Bilastin: Vorsicht bei Herzrhythmusstörungen
Die Gebrauchsinformation oraler Bilastin-haltiger Arzneimittel muss angepasst werden. Das ist das Ergebnis eines Beurteilungsberichts des Ausschusses für Risikobewertung im Bereich der Pharmakovigilanz (PRAC) der Europäischen Arzneimittelagentur (EMA). Vorsicht ist bei Patient:innen mit Herzrhythmusstörungen unter Bilastin geboten. Grund ist eine mögliche QT-Verlängerung.
Bilastin gehört zu den nicht-sedierenden, langwirksamen Antihistaminika. Der Wirkstoff besitzt eine selektive antagonistische Affinität für den peripheren H1-Rezeptor, aber keine Affinität zu Muskarinrezeptoren. Laut Fachinfo hemmt Bilastin nach einmaliger Gabe eine histamininduzierte Quaddelbildung und Hautrötung für 24 Stunden.
Der Wirkstoff hat ein breites Anwendungsgebiet und wird zur symptomatischen Behandlung der allergischen Rhinokonjunktivitis (saisonal und perennial) und Urtikaria bei Erwachsenen und Jugendlichen ab zwölf Jahren eingesetzt. Einmal täglich wird von Erwachsenen eine Tablette oder Schmelztablette zu 20 mg angewendet.

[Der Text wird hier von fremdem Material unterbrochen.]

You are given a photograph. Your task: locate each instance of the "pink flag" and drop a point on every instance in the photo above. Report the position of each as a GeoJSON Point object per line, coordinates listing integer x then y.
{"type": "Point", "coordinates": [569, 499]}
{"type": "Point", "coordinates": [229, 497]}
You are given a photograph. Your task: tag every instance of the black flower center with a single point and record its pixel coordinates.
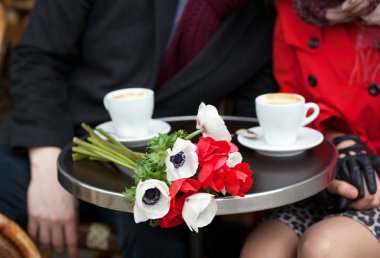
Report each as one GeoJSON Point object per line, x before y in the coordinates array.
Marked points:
{"type": "Point", "coordinates": [151, 196]}
{"type": "Point", "coordinates": [178, 160]}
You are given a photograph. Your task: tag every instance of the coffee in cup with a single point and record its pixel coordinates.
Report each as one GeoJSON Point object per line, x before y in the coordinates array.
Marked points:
{"type": "Point", "coordinates": [130, 110]}
{"type": "Point", "coordinates": [282, 115]}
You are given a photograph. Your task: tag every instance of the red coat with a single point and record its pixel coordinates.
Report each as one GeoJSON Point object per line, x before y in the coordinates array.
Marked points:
{"type": "Point", "coordinates": [322, 64]}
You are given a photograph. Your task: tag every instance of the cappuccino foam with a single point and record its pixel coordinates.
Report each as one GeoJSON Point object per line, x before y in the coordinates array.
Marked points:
{"type": "Point", "coordinates": [281, 99]}
{"type": "Point", "coordinates": [131, 94]}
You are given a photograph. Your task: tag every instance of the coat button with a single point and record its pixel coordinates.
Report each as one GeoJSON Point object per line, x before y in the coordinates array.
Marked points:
{"type": "Point", "coordinates": [374, 89]}
{"type": "Point", "coordinates": [312, 80]}
{"type": "Point", "coordinates": [314, 43]}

Doch bei einigen Patientengruppen ist Vorsicht geboten. Orale Darreichungsformen Bilastin-haltiger Arzneimittel müssen in den Fach- und Gebrauchsinformationen künftig einen Warnhinweis bezüglich QT-Verlängerung/Torsade de pointes und der damit verbundenen Risikofaktoren enthalten.
Folgende Hinweise müssen ergänzt werden:
Bei Patient:innen, die Bilastin anwenden, wurden Fälle von QT-Verlängerung im Elektrokardiogramm dokumentiert. Von Arzneimitteln, die eine QT-/QTc-Verlängerung verursachen, wird vermutet, dass sie das Risiko für Torsade de pointes erhöhen können.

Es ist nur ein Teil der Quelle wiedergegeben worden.